Estelionato educacional

Claudio Lamachia
Poucas coisas denotam com tanta clareza a falta de compromisso e respeito do que prometer o impossível. É isso que o Ministério da Educação faz com estudantes que buscam os cursos técnicos e tecnólogos em serviços jurídicos. Na esperança de encontrar uma carreira promissora, jovens e familiares são submetidos a um embuste.
Um verdadeiro estelionato educacional que lhes renderá no máximo um diploma que não terá função na advocacia ou na prática judiciária. Não há justificativa para a criação de novos cursos em um País que possui 1.259 faculdades de Direito e mais de um 1,1 milhão de advogadas e advogados.

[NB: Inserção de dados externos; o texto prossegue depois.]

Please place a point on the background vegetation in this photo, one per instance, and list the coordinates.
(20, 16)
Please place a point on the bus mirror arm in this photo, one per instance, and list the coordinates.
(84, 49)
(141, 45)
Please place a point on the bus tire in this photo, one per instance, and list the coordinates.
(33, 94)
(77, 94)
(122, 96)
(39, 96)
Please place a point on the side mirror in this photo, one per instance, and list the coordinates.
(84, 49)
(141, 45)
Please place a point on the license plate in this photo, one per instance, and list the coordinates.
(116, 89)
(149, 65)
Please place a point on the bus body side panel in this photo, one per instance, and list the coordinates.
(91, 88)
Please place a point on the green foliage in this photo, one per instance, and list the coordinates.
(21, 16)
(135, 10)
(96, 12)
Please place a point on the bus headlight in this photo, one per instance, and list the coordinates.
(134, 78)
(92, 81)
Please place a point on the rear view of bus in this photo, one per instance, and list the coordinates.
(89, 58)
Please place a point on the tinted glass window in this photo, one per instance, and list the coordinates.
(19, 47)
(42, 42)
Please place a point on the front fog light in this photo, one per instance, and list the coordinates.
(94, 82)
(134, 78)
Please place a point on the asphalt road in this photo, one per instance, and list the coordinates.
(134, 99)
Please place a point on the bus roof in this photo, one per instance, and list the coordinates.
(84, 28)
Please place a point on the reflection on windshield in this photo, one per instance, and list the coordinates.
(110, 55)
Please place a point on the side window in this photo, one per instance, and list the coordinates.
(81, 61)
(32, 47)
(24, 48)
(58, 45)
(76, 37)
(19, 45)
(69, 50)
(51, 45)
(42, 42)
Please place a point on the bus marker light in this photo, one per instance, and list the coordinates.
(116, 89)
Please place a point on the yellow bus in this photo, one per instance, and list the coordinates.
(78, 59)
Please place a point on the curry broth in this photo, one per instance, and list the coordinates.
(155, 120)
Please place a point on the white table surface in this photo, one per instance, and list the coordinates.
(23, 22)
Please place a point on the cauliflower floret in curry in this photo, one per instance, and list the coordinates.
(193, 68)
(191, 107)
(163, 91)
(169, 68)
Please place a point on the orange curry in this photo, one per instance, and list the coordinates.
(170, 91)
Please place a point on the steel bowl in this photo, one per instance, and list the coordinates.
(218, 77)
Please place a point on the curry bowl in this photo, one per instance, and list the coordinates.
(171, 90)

O que vemos é o trato da educação como mercadoria. Aliás, nada muito distante do que já se viu com o aparelhamento político de órgãos que deveriam ser técnicos. A quem serve a distribuição de diplomas e títulos de profissões que não existem? Quem ganha com a frustração daqueles que são enganados com a promessa de uma carreira que jamais terão condições legais de exercer? É preciso que o governo enxergue a educação como um elemento de transformação do País, e não como só mais um elemento de seu jogo espúrio de toma lá dá cá. A OAB tem alertado para essa armadilha contra os estudantes e não medirá esforços para combater esse golpe contra os sonhos de quem deseja seguir uma carreira jurídica, já que o governo indica querer concretizar essa ação precarizadora. Os cursos técnicos e tecnólogos em serviços jurídicos são uma fraude.
A OAB ingressou junto ao STF com uma ação civil pública para contestar na Justiça esta engambelação inaceitável e aguarda posicionamento do tribunal para que os estudantes não tenham seus sonhos e futuro profissional aviltados pelo próprio estado. Esses cursos são apenas mais uma expressão da mercantilização do ensino promovida pelo Ministério da Educação.